Siz umutlarınızı toplayıp, kapının arasında dizlerinizi birleştirip içerinize açılıp, hıçkırarak ağladınız mı hayatınız da. Benim bir kere hayalim öldü,belki bir çok kere ama en çok acıtanı buydu sanırım.Ve o yüzden bir kere öldüğünü düşünüyorum şimdilerimde.Ama bildiğim birşey var ki ben bugünlerimde sahipsiz sokakların üzerinde gezen o dingin ama bir o kadar da ürkünç rüzgarların içerime üşüşmesiyle bir korkuyu hissediyorum bedenimde. Yüreğimde bir boşluk, ve üzerinde yırtıklar oluşarak acıtan bir korku bu. Doğanın bana verdiği bu acıyı, bir insandan kaynaklı olarak hayallerime bulaşan bu dayanılmaz hafiflik ile ağladım. Günler, geceler, haftalar ve belkide yılını doldurunca yıllarca olacak hüzünlenmem ve geceleri uykularımda gerçekleşen ani irkilmelerim. Herkes beni sakinleştirmek için "Bu tanrıdan bir ödül sana" diye söylemlerde bulunuyorlar. Ama bilmiyorlar ki bu ödülden dolayı çıldırıp, yitmemek için iki insan gibi kaldım başbaşa kendimle, aynı birbiri ile konuşan iki insan gibi. Kendime doğru kapattım kepenklerimi ve etrafıma ördüğüm duvarım ile acılarım ortak oldu yalnızlıklarımda bana.

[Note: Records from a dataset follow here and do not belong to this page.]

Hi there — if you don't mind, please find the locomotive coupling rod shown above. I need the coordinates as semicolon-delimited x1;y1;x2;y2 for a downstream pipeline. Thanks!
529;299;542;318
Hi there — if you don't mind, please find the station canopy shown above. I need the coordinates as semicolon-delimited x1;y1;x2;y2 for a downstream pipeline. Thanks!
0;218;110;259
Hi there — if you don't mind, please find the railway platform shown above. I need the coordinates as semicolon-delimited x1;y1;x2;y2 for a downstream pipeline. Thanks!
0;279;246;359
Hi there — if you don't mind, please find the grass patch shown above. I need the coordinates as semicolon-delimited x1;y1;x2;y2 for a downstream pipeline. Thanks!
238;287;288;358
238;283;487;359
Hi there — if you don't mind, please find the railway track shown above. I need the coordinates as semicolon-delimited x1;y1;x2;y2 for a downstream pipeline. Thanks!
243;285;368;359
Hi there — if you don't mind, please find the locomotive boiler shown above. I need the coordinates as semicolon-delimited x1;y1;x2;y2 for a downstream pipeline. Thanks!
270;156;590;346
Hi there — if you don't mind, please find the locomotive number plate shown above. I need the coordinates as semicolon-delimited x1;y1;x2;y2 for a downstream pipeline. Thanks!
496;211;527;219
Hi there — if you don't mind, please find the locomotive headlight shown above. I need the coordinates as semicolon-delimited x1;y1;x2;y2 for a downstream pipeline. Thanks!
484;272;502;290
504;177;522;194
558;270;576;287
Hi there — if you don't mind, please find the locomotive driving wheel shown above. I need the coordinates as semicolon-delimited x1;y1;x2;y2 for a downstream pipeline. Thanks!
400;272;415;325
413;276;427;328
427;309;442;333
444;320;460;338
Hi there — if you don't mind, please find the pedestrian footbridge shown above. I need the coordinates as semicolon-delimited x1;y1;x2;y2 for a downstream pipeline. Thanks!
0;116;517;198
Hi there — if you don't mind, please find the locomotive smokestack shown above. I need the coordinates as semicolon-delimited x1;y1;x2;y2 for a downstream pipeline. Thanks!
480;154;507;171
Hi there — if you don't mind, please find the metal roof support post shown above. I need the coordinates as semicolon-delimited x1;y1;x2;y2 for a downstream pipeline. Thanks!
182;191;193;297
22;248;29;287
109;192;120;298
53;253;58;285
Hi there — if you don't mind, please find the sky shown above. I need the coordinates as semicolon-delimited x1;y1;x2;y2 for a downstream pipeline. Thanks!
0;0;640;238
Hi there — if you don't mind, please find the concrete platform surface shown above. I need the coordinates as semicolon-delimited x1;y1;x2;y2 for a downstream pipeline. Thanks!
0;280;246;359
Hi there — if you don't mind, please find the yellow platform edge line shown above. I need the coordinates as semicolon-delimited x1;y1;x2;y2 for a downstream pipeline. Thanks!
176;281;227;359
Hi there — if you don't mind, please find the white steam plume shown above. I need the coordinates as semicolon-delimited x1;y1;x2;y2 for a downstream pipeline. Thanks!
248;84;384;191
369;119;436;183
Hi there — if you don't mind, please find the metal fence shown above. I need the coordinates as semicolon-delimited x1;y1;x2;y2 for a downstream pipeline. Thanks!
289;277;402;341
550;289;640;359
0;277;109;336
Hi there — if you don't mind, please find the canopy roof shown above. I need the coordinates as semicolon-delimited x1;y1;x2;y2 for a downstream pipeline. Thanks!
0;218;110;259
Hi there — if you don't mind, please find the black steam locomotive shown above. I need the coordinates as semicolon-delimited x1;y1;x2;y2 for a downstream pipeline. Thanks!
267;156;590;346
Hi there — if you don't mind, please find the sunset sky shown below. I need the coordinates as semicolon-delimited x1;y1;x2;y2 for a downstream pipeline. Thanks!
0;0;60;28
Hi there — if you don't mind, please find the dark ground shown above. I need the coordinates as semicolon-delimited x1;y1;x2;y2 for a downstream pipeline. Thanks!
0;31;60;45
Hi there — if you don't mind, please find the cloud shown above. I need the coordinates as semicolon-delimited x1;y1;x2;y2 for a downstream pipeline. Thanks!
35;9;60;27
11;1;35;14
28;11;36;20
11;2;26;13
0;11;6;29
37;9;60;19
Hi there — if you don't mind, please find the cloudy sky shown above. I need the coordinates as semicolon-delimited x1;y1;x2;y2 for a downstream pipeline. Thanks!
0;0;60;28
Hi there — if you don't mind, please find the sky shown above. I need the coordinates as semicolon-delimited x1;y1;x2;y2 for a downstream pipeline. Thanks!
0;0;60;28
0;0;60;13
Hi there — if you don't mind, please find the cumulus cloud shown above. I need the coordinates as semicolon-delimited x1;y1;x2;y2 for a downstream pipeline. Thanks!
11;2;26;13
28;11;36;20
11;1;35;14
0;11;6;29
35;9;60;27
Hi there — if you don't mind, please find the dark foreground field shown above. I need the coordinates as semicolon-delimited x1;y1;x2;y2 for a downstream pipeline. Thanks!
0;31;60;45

Düşünüyorum şimdi, bazen ruhumu. Neden bu et yığını içerisinde yıllarca saklanıp onca acıyı bana yaşatıyor ve ardındanda belirli bir süre sonra gidecek olmasına rağmen nedendir ki o zaman,iskeletimin gösterdiği bana olan bu bağlılık? İnançlarımdan mıdır bu yadsıdığım durum, yoksa inançlarımı sorgulayışımdanmıdır. Hakikat düşmanları olarak bana dayatılan dogmaların beni götürdüğü kör karanlık, yalanlardan daha tehlikeli herhalde. Körebe oyunu gibi düşüncelerimin, gözlerime çektiği setlerden dolayı göremiyorum artık hayallerimi, yaşamıma soktuğum basit terminolojik olguların bile açıklayamadığı insan yaptırımlarıdır sanırım beni bu kaosa sürükleyen. Bütün yargılarımı idam ettirdim ben şlmdi, çekmecesine koyduğum hayallerim bile artık dayanamaz oldu bu duruma. Acılarımı paylaşmak istemediğim dostlarıma, armağan etmek istiyorum dünümde kalan yarınımın umutlarını, hayallerimi. Kendinden hiç söz etmeden, gerçeklikten uzak kişilikleriyle bana sahte dünyalarını dekore etmelerine yardım etmem için ağlayanların kişiliklerinde gördüğüm tek yüzleri ise arkada sakladıkları yüzleri, yani ikiyüzlülükleri. Ama farkında değillerki içine dolduracakları sepetin dibi delik çünkü doyumsuzlar. Hayallerimi öldürdüm belkide, dünün ölen hayalim çok acıtsada canımı biliyorum artık

" Bir insan hep hırsına kurban olduğunda, adeta bir yarasa gibi yönünü bulacaktır. Ama ruhunun bütün güzeliklerini öldürdüğünün farkına varamayacaktır "

Peki sizin hiç hayaliniz öldümü yaşantınız da?